Les secteurs restés stables pendant la crise sont les services et la distribution. On note cependant des différences notables entre la distribution généraliste et la distribution spécialisée. Cette dernière s’était effondrée lors du premier confinement, pour remonter très vite ensuite. Elle a subi les confinements suivants de manière plus modérée, pour remonter et même aller au-delà de sa tendance courant 2021, ce surinvestissement permettant de compenser les crises pour revenir à sa valeur tendancielle en fin d’année. Les services, eux, enjambent la crise en restant relativement étales sur toute la période.

Les secteurs toujours impactés par la crise

Les secteurs les plus touchés sont ceux qui ont subi de plein fouet chaque confinement et les restrictions sanitaires inhérentes. Sans surprise, les secteurs Voyage – Tourisme et Culture-Loisirs font partie des plus impactés. Ils plongent à chaque période de restrictions et restent encore très en deçà de leur niveau d’avant crise, après les déconfinements. Les dépenses de l’Alimentation et des Transports ont été énormément impactées par le premier confinement, le deuxième également mais plus modérément. Elles retrouvent leur niveau d’avant-crise au 2e semestre 2021.

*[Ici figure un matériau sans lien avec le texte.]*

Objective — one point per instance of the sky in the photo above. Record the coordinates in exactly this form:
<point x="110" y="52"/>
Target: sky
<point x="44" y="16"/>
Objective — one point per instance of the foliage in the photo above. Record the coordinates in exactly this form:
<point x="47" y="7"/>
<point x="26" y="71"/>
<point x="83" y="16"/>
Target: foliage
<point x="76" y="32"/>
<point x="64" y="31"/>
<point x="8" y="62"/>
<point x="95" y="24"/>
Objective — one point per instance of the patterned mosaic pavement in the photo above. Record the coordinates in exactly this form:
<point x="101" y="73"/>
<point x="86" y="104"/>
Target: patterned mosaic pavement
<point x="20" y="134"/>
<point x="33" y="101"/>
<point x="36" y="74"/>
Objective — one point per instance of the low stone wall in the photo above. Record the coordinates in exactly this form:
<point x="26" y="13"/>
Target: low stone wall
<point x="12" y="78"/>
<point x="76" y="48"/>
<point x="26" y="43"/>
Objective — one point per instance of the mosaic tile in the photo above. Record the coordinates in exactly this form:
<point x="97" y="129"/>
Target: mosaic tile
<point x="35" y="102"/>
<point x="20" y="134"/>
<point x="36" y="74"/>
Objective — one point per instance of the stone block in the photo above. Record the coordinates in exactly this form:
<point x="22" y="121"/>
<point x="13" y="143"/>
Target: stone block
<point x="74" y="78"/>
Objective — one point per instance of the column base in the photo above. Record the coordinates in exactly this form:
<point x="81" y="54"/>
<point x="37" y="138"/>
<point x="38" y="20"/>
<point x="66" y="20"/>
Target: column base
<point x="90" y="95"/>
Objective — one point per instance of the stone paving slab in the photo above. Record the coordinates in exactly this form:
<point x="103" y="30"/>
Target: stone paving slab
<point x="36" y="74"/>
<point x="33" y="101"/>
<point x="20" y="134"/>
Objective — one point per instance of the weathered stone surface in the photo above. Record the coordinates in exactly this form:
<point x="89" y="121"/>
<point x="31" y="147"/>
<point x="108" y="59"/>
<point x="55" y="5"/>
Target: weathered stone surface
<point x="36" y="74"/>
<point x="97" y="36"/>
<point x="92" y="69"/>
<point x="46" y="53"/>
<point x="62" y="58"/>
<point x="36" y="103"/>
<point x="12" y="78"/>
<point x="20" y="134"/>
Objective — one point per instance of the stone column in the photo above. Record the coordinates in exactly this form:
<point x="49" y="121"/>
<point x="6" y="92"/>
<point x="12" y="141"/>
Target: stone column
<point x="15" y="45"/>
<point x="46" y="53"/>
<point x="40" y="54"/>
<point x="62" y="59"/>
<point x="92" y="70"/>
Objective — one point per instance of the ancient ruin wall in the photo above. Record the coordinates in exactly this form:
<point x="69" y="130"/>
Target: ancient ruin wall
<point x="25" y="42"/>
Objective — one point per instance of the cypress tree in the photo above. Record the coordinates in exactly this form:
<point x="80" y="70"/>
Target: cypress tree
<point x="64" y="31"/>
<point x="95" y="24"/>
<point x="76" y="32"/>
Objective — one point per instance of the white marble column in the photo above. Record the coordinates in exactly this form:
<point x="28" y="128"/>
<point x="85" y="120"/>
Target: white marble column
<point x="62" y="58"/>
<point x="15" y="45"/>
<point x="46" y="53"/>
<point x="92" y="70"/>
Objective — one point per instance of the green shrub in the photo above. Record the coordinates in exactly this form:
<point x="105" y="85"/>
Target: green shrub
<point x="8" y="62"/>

Effacement de la crise à l’horizon 2022

En l’espace de deux ans, ou deux ans et demi, on aura retrouvé le niveau pré-Covid des dépenses de communication des annonceurs. Mais les vitesses de récupération sont très différentes selon les médias et selon les secteurs. Certains ont eu besoin de 6 mois, d’autres attendront 3 ou 4 ans pour retrouver un niveau comparable à l’année 2019.
En sortie de crise, les dynamiques des médias retrouvent leurs tendances pré-Covid, légèrement accentuées. Si la crise a impacté ponctuellement le comportement des individus dans leur consommation des médias, elle ne l’a pas transformé en profondeur, et les habitudes d’avant crise devraient peu évoluer. En revanche, il semblerait que la crise sanitaire ait eu pour effet de modifier les attentes des individus vis-à-vis de l’équilibre entre vie personnelle et vie professionnelle (pratiquer le télétravail, profiter de sa famille, de son logement, etc…) et que ces attentes modifient plus en profondeur la croissance ou la décroissance de certains secteurs.